トータルリターンとは、基準価額の値動きと分配金の双方を考慮し、ファンドの総合的な収益額を表した数値です。具体的には、「現在の評価金額」「累計受取分配金額」「累計解約金額」の合計額から「累計買付金額」を差し引いた金額で、投資信託の買付け時から算出基準日までの全期間を通じた総合的な損益金額を示しています。

トータルリターンが算出されるようになると、これまでに受け取った分配金や、途中で追加購入・部分解約した部分も考慮した上で、最終的に利益が出ているのかいないのかが一目で分かるようになります。

「投資信託のトータルリターン」イメージ

「投資信託のトータルリターン」イメージ




背景には高分配ブームも

近年は、毎月分配型投信の中でも高水準の分配を行うファンドが人気です。

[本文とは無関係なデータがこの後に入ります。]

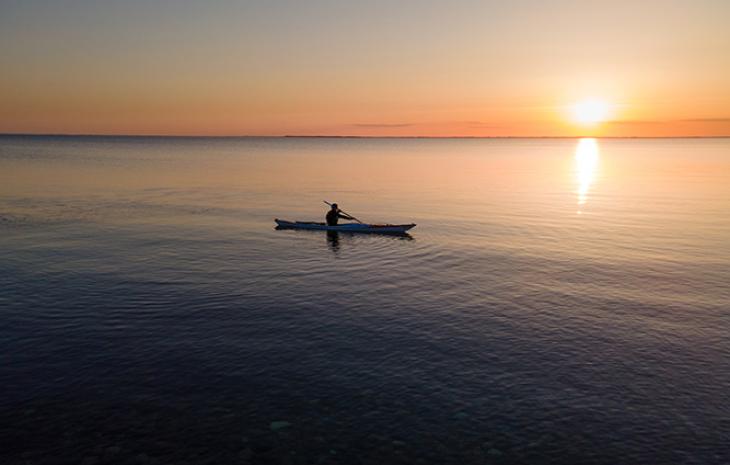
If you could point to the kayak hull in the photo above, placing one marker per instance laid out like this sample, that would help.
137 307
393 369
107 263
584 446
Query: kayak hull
346 227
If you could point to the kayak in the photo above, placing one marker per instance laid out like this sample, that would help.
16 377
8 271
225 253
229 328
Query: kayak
346 227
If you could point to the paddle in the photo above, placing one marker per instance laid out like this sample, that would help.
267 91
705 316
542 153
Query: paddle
343 211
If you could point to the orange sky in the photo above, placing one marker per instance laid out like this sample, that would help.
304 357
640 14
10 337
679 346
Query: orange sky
349 68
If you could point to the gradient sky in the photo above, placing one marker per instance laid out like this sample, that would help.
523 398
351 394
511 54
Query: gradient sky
475 68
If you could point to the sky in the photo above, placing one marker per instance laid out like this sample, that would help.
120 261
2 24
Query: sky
374 68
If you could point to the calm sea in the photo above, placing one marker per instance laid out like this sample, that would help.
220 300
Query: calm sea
560 301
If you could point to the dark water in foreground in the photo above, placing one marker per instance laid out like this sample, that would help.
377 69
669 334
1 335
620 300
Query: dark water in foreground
560 301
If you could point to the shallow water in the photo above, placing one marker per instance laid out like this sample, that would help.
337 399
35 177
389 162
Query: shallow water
560 301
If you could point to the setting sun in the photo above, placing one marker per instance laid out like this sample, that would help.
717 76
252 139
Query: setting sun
590 112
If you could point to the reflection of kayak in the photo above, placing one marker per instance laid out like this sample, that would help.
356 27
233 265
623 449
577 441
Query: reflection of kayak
346 227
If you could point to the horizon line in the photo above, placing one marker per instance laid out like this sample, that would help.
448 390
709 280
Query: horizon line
347 136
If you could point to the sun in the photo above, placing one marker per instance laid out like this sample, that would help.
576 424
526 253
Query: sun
590 112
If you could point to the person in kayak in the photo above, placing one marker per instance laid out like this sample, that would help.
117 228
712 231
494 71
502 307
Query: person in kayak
334 214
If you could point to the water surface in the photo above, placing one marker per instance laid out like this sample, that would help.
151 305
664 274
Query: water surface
560 301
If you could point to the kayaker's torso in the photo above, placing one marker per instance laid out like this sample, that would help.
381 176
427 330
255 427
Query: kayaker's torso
332 217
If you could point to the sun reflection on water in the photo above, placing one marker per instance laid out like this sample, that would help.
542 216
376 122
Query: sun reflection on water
586 167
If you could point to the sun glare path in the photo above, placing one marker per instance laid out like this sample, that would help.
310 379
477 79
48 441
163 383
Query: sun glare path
586 165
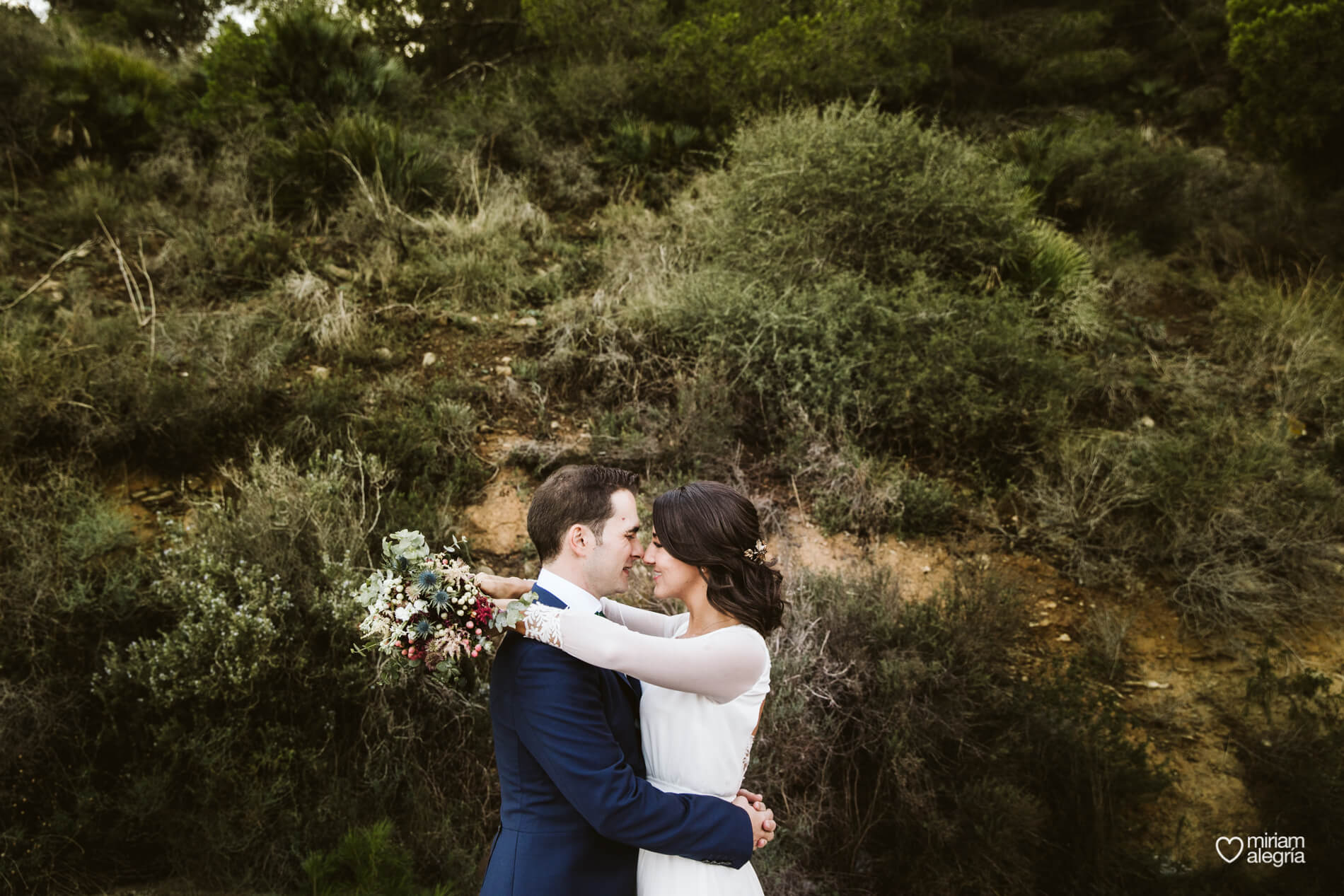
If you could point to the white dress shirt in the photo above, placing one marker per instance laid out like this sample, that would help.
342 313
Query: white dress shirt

しかし、毎月分配金を受け取っているがために、多少元本が目減りしていても「これまでに受け取った分配金を足し合わせれば利益が出ているだろう」と考えてしまう投資家も増えているようです。こうした事態を鑑み、保有投資信託の「真の投資成果」を把握するための定期的通知制度として、トータルリターン通知制度の導入が決まりました。2014年12月1日以降、投資信託を販売する証券会社や銀行は、この分配金を含む損益を顧客に通知することが義務付けられます。

尚、日本証券業協会のガイドラインでは、制度開始日である2014年12月1日以降に買い付けた投資信託について算出することを義務付けていますが、こちらは販売会社によって対応が異なります。

「儲かった気」にならないために

自分が投じたお金が最終的に利益を生み出しているかどうかを知ることは、特に中長期に渡って資産形成を行う上で重要です。高分配投信の場合、恒常的に身を削って分配を行っていても、資産は殖えないどころか、むしろ手数料が差し引かれて目減りしてしまうことがあります。目先の分配金の水準だけにとらわれず、保有投資信託について適正な評価を行うためにも、是非トータルリターンを活用してみてください。